Tel est le destin d’Edouard Limonov, pour qui Emmanuel Carrère a tant de sympathie qu’il lui consacre un récit haletant et soigné.
L’histoire débute dans les années 50, au cœur d’une sordide ville de province. Ca commence fort : Limonov a pour berceau une caisse à obus. Il grandit, devient poète, s’ennuie à mourir, part à Moscou puis s’envole à New York.
Mais le rêve américain n’est pas pour lui. Avec quelques compatriotes désœuvrés, il vivote.
A Moscou ou Leningrad, ils étaient poètes, peintres, musiciens. A New York, ils sont plongeurs, peintres en bâtiment, déménageurs. Alors, toujours entre eux, toujours en russe, ils se saoulent, se lamentent, parlent du pays, rêvent qu’on les y laisse retourner, mais on ne les laissera pas y retourner : ils mourront piégés et floués »
Limonov devient SDF, sombre, et couche sa vie sur papier.

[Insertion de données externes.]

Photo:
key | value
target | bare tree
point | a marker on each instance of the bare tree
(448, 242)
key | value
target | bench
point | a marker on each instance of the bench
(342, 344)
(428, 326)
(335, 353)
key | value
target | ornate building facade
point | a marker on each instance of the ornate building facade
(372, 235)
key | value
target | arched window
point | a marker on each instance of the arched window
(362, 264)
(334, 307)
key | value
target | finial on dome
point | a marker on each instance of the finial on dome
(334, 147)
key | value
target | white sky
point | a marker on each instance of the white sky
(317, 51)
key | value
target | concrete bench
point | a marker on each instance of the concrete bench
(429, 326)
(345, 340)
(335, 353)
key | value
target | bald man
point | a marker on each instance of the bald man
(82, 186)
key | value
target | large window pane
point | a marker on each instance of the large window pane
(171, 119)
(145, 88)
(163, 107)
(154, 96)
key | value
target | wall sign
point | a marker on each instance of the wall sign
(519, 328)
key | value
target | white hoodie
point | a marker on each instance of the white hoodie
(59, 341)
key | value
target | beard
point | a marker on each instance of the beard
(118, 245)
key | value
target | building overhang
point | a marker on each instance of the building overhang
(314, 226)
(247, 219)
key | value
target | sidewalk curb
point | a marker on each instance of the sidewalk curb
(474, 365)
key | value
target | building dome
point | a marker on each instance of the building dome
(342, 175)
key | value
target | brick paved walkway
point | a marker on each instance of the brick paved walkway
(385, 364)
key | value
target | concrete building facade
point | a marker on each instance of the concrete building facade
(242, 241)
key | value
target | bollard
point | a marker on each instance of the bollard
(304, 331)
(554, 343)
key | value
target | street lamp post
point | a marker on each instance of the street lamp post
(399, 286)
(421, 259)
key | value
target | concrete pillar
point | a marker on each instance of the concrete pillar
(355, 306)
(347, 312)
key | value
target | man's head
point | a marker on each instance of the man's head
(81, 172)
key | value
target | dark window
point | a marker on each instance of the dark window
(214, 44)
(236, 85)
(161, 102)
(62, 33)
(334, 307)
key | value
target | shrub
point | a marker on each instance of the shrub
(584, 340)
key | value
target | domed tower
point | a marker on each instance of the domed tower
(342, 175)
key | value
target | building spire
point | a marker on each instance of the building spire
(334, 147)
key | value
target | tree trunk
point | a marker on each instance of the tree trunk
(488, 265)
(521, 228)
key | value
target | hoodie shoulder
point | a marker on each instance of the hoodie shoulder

Il écrit sans se soucier de littérature, comme ça lui vient, il sait que c’est en train de devenir un livre et que ce livre est sa seule chance de s’en sortir. »

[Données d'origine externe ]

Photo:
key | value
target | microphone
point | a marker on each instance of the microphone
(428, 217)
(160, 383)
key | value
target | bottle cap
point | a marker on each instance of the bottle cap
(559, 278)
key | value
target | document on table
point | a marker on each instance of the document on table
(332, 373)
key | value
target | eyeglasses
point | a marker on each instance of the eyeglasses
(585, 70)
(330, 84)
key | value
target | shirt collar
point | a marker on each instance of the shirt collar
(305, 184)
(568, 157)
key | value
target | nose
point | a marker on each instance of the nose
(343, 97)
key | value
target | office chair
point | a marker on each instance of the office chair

Au fil des rencontres, il devient majordome d’un milliardaire et s’en sort, son livre est miraculeusement publié à Paris.
Je ne vous conte pas la suite, du même tonneau : excès, forfanterie, périodes de gloire, puis d’obscurité, bagarres au couteau et tentatives de suicides, avec un fil conducteur, pour lequel je ne trouve qu’un mot : Limonov est rock’n roll.
Mais l’intelligence de Carrère ne se manifeste pas seulement dans l’art de raconter le destin de ce « bon client » pour la littérature, non. A travers Limonov, on approche de la fameuse âme russe, on parcourt un demi-siècle d’histoire par les chemins buissonniers, et surtout, on vit la Russie vue de Russie, et non des médias d’ici.
Comme quand ses personnages évoquent l’après communisme.
La vérité, c’est qu’on est dans un pays du tiers-monde : la Haute-Volta avec des missiles nucléaires. »
Ou Gorbatchev.
Il ne libérait rien du tout, se laissait seulement prendre au mot, forcer la main et freinait autant qu’il pouvait un processus qu’il avait déclenché par imprudence. C’était à la fois un apprenti sorcier, un démagogue et un plouc. »
On reprochera peut-être au roman une certaine complaisance à l’égard d’un être controversé, on y verra peut-être un essai sans vraie construction romanesque.
Mais Emmanuel Carrère livre à nouveau un récit cru et sans concessions, ce qui le rend d’autant plus riche et profondément humain. N’est-ce pas l’auteur lui-même qui assène cette certitude qui lui va si bien :
Dès qu’un homme a le courage de la dire, personne ne peut plus rien contre la vérité. »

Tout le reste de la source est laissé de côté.